I've been promoted to Staff Frontend Engineer at Netlify! It's gratifying, validating, and hard-won. Hitting this milestone has prompted me to take some time to reflect on my career so far. I somehow didn't notice until now that I graduated from college ten years ago June.
In a recent conversation, I realized that I hadn't really stopped and taken stock of my compensation trajectory. So I put together a quick chart just to see what it looked like. I mentioned this in a discussion shortly afterward, and asked if they thought that would be potentially interesting to share, and they said yes. So, hopefully at least one person gets something out of me writing this down. There's a lot more to reflect on about my career than compensation of course. That would be a much longer post. This little write-up will be be specifically about comp -- the comp trajectory of a bootcamp grad, sample size of one.

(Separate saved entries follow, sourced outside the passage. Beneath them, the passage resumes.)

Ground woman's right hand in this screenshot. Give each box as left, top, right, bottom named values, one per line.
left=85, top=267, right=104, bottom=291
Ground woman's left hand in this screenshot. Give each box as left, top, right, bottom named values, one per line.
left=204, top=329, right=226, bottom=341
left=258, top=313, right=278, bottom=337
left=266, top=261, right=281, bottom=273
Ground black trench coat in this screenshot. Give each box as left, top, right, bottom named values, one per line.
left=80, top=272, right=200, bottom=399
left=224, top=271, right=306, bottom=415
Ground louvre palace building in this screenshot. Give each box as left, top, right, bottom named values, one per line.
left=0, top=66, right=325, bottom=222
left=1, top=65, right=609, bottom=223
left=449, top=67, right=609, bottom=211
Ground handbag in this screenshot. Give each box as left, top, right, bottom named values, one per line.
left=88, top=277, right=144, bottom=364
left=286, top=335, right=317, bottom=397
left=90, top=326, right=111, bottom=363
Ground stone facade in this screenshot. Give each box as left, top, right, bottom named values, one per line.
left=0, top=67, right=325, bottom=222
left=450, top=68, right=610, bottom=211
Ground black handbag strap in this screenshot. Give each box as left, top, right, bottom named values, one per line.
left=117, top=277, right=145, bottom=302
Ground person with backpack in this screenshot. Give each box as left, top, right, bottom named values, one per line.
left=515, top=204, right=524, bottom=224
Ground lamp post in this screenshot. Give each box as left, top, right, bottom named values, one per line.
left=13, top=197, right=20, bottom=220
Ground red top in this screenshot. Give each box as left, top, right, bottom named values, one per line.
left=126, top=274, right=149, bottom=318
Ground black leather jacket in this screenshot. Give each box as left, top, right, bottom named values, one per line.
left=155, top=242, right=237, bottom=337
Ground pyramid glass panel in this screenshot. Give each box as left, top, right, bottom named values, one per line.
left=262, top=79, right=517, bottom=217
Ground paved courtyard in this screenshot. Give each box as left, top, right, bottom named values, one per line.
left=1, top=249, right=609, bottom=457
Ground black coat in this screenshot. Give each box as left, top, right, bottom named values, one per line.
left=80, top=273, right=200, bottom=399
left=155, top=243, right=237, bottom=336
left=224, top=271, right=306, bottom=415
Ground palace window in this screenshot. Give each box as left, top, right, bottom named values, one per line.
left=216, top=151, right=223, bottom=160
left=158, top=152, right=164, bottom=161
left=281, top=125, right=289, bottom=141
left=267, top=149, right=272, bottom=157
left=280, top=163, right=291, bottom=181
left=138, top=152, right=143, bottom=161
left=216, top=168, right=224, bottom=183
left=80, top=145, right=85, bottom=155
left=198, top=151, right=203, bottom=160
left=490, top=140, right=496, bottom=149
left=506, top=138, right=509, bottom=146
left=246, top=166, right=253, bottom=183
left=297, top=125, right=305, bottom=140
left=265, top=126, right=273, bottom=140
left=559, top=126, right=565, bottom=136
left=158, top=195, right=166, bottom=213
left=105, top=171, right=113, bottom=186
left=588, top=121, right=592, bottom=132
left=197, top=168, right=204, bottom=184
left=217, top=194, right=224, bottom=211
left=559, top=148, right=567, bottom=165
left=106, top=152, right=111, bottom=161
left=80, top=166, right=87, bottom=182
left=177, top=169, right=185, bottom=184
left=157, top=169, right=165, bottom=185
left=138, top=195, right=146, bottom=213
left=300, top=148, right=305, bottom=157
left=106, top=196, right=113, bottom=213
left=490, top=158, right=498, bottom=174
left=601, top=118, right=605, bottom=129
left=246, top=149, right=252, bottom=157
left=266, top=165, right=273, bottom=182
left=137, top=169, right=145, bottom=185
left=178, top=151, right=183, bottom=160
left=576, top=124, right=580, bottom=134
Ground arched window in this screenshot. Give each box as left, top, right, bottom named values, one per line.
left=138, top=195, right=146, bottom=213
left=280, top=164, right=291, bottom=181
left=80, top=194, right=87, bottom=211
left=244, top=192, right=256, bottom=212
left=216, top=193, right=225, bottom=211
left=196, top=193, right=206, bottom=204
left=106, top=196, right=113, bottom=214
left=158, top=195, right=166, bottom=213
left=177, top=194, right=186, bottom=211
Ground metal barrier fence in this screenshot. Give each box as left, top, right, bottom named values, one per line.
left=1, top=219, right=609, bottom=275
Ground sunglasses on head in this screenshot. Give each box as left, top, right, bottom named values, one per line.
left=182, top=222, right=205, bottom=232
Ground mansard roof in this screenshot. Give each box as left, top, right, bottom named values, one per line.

I feel beyond lucky to have started my career the way that I did. My sophomore year of college, I began seeking my first internship. Instead of sifting through postings, I decided to do cold outreach to non-profits in an area I was passionate about. I reached out to several orgs that specifically were dedicated to working with people with intellectual and developmental disabilities (I/DD). The org that responded was the headquarters of The Arc, a national organization with hundreds of state and local chapters across the country. They didn't have an internship program, but they said they'd meet with me. I had pivoted my journalism degree to a public communications degree, so I got connected with the Director of Communications. I was a PR & Communications intern, then Marketing & Graphic Design intern.
When I was a junior in college, The Arc began rolling out a national rebranding campaign to cohere the visual identity of the org. They hired me part time to execute the rollout to affilate chapters across the country. When I graduated, I went full-time. Throughout that time, I became great friends with person who did all things web -- Dave Kennedy, and he taught me a lot, and encouraged me to pursue webdev. I had been building on the web for fun for a long time, starting from Myspace era tinkerings and static HTML/CSS sites. When he left and another web role opened up, he recommended I apply, and I got the role. And that's how I got paid to build websites for the first time.
It was a great first step, but in that role I didn't have anyone to learn from, any way to grow past what I was already capable of. I'm extremely proud of the work I did, but I wanted to work with people I could learn from, and grow as a dev. I started applying for dev roles. I hit a wall because my strongest experience was essentially in branding and client services, and the companies I connected with redirected me to other roles along those lines. That's how I became a technical project manager for an agency. I learned a lot in that experience, good and bad. But the biggest thing I learned was that I needed more technical experience to do that job the way I really wanted to, and I still wanted to have professional engineering experience under my belt.
A person I had gone to college with had done one of the early bootcamps (Dev Bootcamp) and had success afterward. And one of the only female engineers I worked with there, Maggie Epps, had also done a career pivot via a bootcamp. Owing in large part to her support and encouragement, in the fall of 2015 I decided to quit my job, move to back to Texas (Austin), and attend Makersquare.
This'll be short. I've written more on bootcamp in previous posts.
During the bootcamp I was bringing in nothing and living on savings. Afterward, I decided to apply to stay on for a three month teaching assistantship to bring in a little money while I decompressed, synthesized the info dump of the prior three months, and prepared to job search.
I did the bootcamp because I was serious about making the pivot, but also as a calculated investment for compensation growth. For my first role after the bootcamp though, I settled for a slight paycut.
Funny enough, the job I got ended up being the very first posting I responded to. The pay was on the lower end compared to other bootcamp grads in my cohort, but it had exactly what I was looking for. The company was small, and the frontend crew led by Wes Todd was specifically hiring two early career software engineers to grow and mentor.
After completing the bootcamp my compensation has changed at a faster rate. These changes have for the most part, however, not been tied to promotions.
In hindsight, my post-bootcamp career in tech appears to be more linear than it felt while I was living it. From before the bootcamp to now, my income has increased by 🥁... nearly 220%.